This is also true for love in general. Understanding how love works doesn’t change how we act day-to-day. Just because we now know that love is caused by electrical signals and chemicals in our brain doesn’t mean we feel love any less strongly.
What our knowledge does allow us to do is recognize the sources of our baser emotions and rise above them. We now know what love has programmed us to feel, it’s up to us to decide how to use that information to act. We can use our understanding of love to make choices that go against our urges in the short-term (such as hooking up with an ex because we’re lonely) and instead make choices that make us happier in the long run (such as having realistic expectations of what love is and how to find it).
In many ways, understanding love deepens our appreciation for it.

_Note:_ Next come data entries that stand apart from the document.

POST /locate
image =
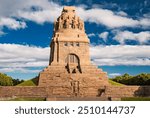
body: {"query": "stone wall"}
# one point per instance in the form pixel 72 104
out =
pixel 10 91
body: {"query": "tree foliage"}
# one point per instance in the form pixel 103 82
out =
pixel 141 79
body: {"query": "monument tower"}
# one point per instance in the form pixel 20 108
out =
pixel 69 64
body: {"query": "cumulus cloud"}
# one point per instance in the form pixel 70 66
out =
pixel 2 33
pixel 43 11
pixel 104 35
pixel 12 23
pixel 91 35
pixel 114 74
pixel 111 19
pixel 121 55
pixel 20 56
pixel 141 37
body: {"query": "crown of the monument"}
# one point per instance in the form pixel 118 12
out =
pixel 68 20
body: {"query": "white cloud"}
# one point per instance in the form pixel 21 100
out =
pixel 91 35
pixel 20 56
pixel 141 37
pixel 122 13
pixel 47 11
pixel 18 70
pixel 111 19
pixel 121 55
pixel 114 74
pixel 11 23
pixel 104 35
pixel 2 33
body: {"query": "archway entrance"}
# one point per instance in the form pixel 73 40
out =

It is truly one of the most powerful forces in the universe because it is the reason we are all here in the first place.
[1] If you haven’t heard about this book by now, I highly recommend Thinking, Fast and Slow by Daniel Kahneman
[2] I think now is a good time to put a few caveats. First, the majority of the article will focus on romantic love though I recognize other types of love exist (familial, friends, country, etc.). Also, this is usually the point in my article where some people will bring up phenomena that seemingly contradict an evolutionarily-based view of love (e.g. “What about gay people?” “What about people who don’t want to have kids?”). Here are articles on some theories regarding those phenomena but what I will say is that just because science hasn’t figured everything out yet doesn’t necessarily mean that the theory is disproved. The vastly generally accepted point of view in the scientific community is that evolution is how we are the way we are.